Adultery is a common word in today’s era. Almost every individual is aware of a general description of the term. Adultery in common parlance means extramarital sex. Section 497 of the Indian Penal Code defines adultery as, “Whoever has sexual intercourse with a person who is and whom he knows, or has reason to believe to be the wife of another man, without the consent or connivance of that man, such sexual intercourse not amounting to the offence of rape, is guilty of the offence of adultery, and shall be punished with imprisonment of either description for a term which may extend to five years, or with fine, or with both. In such case the wife shall not be punishable as an abettor.” Adultery is a criminal offence in India, whereas most of the countries have decriminalized it.
Recently, Joseph Shine, through advocate Suvidutt Sundaram, challenged the constitutionality of Section 497 of IPC read with Section 198(2) of CrPC by filing a PIL in front of a three- judge bench. The question raised by him in the PIL was regarding the exception of women from the punishment for a wrongful act done by both the man and the women with regard to adultery.
Many people feel that the entire adultery law in India should be decriminalized. Some of the reasons to support their arguments are as follows:
- First, sexual intercourse between a man and woman who are mature in age is a private matter of the individuals. Also, in an adulterous relation, it is an equal decision of both the man and the woman; hence both are at fault. Therefore, punishing only the adulterer and excluding the adulteress with the statement that man is the seducer seems to be quite vague and not convincing in the modern era.
- Second, the definition of Section 497 of IPC itself is unconstitutional because women are treated to be men’s property rather than an equal individual to men.
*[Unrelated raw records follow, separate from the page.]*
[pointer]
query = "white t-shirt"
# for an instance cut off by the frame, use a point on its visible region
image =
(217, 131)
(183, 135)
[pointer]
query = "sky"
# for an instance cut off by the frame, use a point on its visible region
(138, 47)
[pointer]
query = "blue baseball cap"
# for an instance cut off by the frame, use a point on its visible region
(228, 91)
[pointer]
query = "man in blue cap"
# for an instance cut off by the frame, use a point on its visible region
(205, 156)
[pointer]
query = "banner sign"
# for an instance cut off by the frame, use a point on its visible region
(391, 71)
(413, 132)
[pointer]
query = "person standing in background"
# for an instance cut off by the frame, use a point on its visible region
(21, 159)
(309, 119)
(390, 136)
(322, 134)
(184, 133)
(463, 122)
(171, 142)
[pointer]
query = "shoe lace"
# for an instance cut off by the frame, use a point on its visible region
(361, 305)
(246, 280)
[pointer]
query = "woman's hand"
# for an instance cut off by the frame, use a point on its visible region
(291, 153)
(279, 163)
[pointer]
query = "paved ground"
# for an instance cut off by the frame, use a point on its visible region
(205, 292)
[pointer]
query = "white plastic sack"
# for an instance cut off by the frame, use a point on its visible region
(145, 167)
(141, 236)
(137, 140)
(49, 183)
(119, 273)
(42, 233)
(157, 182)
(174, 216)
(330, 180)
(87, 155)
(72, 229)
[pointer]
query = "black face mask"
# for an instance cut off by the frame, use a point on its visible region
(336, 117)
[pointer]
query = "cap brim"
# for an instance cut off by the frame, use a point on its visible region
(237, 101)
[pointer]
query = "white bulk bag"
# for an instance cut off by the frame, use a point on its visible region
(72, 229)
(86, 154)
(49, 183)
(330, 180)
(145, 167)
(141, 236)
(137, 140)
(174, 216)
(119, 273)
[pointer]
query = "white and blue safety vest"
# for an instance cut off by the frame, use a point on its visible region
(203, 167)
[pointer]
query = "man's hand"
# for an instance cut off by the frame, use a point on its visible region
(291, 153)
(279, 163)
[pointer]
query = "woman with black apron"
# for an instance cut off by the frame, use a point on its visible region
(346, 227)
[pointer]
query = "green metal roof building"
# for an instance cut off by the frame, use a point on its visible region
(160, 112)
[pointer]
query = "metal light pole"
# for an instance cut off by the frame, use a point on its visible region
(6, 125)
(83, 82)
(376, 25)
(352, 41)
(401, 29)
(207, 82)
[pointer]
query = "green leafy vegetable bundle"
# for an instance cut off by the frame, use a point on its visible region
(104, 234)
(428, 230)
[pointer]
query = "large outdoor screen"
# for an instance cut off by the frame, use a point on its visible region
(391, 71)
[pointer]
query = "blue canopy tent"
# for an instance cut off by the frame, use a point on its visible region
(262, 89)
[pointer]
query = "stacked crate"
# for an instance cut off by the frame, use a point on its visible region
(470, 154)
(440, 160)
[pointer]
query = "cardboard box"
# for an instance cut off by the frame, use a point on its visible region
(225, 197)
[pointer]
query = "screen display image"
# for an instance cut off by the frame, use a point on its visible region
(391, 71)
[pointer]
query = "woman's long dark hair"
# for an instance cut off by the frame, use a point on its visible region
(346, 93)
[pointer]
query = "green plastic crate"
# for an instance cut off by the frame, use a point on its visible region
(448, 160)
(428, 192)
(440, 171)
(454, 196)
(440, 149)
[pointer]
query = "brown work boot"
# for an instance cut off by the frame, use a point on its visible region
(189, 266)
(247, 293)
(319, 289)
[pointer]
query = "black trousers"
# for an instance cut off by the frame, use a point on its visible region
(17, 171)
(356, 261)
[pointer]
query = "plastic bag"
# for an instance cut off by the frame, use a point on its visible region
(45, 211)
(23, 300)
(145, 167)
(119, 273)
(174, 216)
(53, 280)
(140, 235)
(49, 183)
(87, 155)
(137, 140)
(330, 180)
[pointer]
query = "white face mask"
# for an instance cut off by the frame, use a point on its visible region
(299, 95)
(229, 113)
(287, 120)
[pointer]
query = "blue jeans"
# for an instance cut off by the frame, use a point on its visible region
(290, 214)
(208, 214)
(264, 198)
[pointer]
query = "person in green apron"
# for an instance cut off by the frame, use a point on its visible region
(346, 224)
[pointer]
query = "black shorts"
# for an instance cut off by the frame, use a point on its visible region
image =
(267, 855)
The part of the definition where it states, “without the consent of man” proves the point that having sexual intercourse outside marriage with the consent of the husband by the wife is allowed.
- Third, it is an offence only when a married woman has sexual intercourse with another man other than her husband, but it has not been mentioned to be an offence in cases where a married man has intercourse with a woman outside the marital relationship, which again shows gender bias.
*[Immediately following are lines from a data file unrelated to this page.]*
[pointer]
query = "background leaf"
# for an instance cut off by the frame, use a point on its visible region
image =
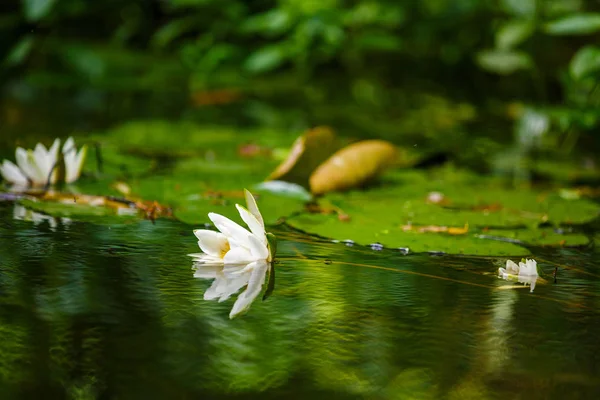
(353, 166)
(37, 9)
(585, 62)
(576, 24)
(503, 62)
(308, 152)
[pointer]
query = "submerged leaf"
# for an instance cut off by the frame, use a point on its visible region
(353, 166)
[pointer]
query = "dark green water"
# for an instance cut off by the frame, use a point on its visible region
(113, 311)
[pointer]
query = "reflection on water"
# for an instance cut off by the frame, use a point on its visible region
(228, 279)
(112, 311)
(25, 214)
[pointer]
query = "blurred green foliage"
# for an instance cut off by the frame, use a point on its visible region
(431, 72)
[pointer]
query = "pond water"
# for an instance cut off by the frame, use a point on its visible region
(112, 310)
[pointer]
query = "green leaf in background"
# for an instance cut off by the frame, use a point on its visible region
(37, 9)
(513, 33)
(503, 62)
(585, 62)
(520, 8)
(266, 58)
(20, 51)
(576, 24)
(415, 209)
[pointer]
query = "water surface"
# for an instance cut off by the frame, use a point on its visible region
(113, 311)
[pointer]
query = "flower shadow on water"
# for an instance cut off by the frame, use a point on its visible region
(229, 279)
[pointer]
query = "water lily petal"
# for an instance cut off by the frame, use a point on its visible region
(13, 174)
(528, 268)
(69, 146)
(512, 267)
(238, 255)
(78, 163)
(253, 207)
(236, 234)
(255, 284)
(53, 150)
(212, 243)
(255, 226)
(23, 161)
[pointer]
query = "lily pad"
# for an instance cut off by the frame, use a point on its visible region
(467, 204)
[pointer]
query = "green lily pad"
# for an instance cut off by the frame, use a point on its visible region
(194, 170)
(403, 212)
(362, 231)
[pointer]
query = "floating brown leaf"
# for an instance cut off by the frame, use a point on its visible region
(307, 153)
(353, 166)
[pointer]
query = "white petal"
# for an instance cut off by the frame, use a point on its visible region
(78, 164)
(22, 157)
(253, 207)
(69, 146)
(70, 168)
(234, 232)
(41, 163)
(13, 174)
(511, 267)
(238, 255)
(258, 249)
(255, 226)
(255, 284)
(212, 243)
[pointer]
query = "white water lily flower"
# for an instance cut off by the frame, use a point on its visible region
(230, 278)
(13, 174)
(235, 244)
(525, 272)
(39, 167)
(73, 160)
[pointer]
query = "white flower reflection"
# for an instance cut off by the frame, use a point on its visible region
(25, 214)
(525, 273)
(231, 278)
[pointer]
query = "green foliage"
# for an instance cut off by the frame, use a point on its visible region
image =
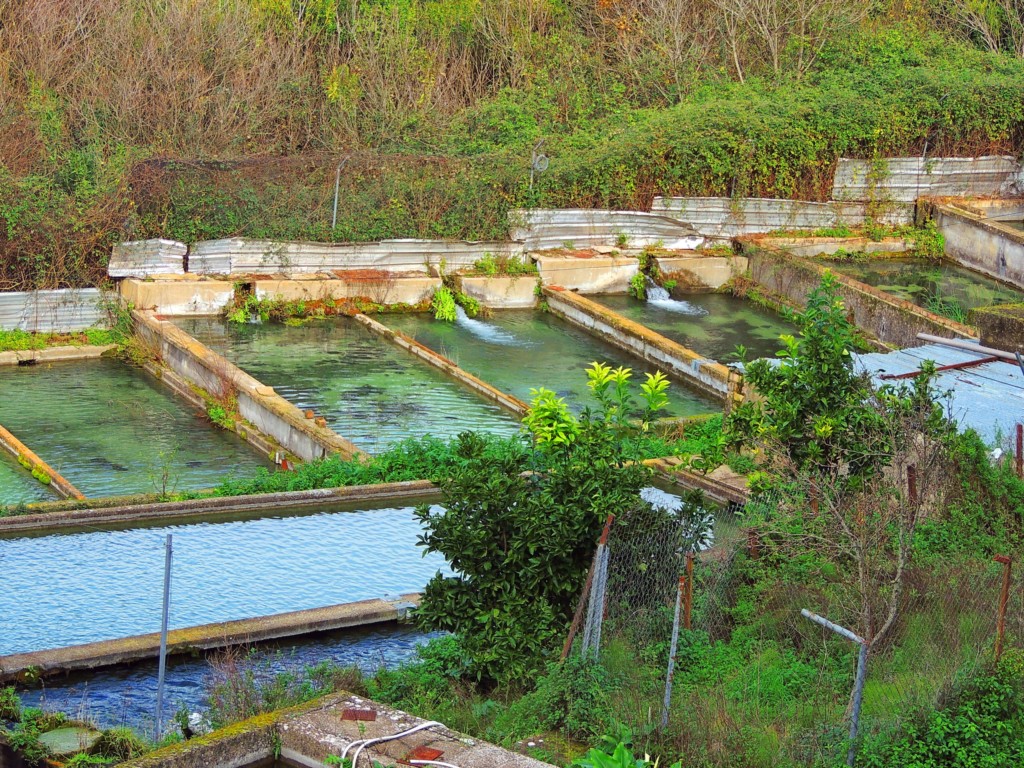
(10, 705)
(978, 724)
(443, 304)
(813, 401)
(638, 287)
(520, 545)
(414, 459)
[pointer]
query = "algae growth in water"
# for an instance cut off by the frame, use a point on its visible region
(111, 429)
(78, 588)
(17, 485)
(519, 349)
(926, 283)
(370, 391)
(717, 325)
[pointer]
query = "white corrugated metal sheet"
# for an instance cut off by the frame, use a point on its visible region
(729, 217)
(140, 258)
(988, 398)
(238, 255)
(905, 179)
(545, 228)
(52, 311)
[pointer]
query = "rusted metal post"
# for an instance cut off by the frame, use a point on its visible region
(688, 596)
(1020, 450)
(578, 616)
(1000, 627)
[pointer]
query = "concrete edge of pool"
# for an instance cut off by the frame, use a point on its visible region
(18, 667)
(74, 519)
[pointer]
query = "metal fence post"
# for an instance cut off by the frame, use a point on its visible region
(858, 685)
(168, 550)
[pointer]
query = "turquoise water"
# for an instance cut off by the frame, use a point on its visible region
(519, 349)
(923, 283)
(715, 326)
(369, 390)
(78, 588)
(17, 485)
(111, 429)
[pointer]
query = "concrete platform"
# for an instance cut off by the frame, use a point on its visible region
(204, 637)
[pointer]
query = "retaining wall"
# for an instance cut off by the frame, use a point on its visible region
(267, 412)
(981, 244)
(708, 376)
(730, 217)
(52, 311)
(542, 228)
(502, 293)
(891, 320)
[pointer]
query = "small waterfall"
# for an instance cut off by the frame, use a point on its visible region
(658, 297)
(484, 331)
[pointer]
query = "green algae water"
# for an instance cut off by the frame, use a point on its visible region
(714, 325)
(926, 283)
(519, 349)
(370, 391)
(111, 429)
(17, 485)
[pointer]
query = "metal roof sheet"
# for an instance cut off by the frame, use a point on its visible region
(988, 397)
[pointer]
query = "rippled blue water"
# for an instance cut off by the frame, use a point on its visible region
(127, 695)
(65, 590)
(368, 389)
(111, 429)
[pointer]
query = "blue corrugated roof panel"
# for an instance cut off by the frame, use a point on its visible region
(988, 397)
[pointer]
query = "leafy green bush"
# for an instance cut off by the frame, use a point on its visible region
(978, 724)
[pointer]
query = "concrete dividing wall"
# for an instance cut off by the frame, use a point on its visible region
(711, 377)
(502, 293)
(892, 321)
(981, 244)
(543, 228)
(32, 463)
(240, 256)
(905, 179)
(730, 217)
(597, 274)
(52, 311)
(267, 412)
(696, 269)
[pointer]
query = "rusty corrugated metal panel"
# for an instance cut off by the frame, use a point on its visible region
(141, 258)
(56, 311)
(905, 179)
(728, 217)
(540, 229)
(269, 257)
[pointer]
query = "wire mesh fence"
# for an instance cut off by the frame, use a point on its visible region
(747, 670)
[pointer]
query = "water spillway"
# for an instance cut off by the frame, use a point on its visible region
(711, 324)
(99, 585)
(111, 429)
(369, 390)
(519, 349)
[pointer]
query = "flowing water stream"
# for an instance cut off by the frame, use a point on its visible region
(111, 429)
(520, 349)
(370, 391)
(713, 324)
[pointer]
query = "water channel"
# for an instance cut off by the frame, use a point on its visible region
(370, 391)
(925, 283)
(519, 349)
(715, 326)
(111, 429)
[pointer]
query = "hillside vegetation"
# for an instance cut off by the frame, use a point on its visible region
(200, 119)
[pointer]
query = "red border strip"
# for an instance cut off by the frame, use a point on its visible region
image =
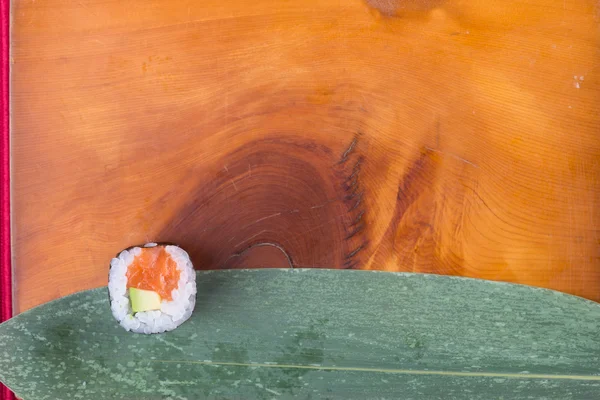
(5, 248)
Therefore, the law entirely is unconstitutional and shows a lot of gender discrimination. Also, having sexual relationship is not something which the government or any other person completely unrelated to it has a say in. Adultery being a ground for divorce is justified in the sense that when the wife or husband has sexual intercourse with another man or woman, their spouse do have a say in whether she or he wants to continue the relation or not as long as it is a ground for divorce for both men and women. But punishing just the man for having sexual intercourse with married women is not justified. There may be cases were the initiation for the adulterous relationship came from the women or the adulterer was unaware of the marriage. When the decision is from two matured individuals who have full knowledge about the consequence of their act, there is no crime.
The world is advancing in all possible ways. Men and women both want equal status and rights. A woman is no longer meant to be inside the four walls. There is no rational reasoning that can be given to the definition given under Section 497 of IPC. Hence, adultery should not be criminalized and should just be a ground for divorce. Thus, the entire section needs a relook.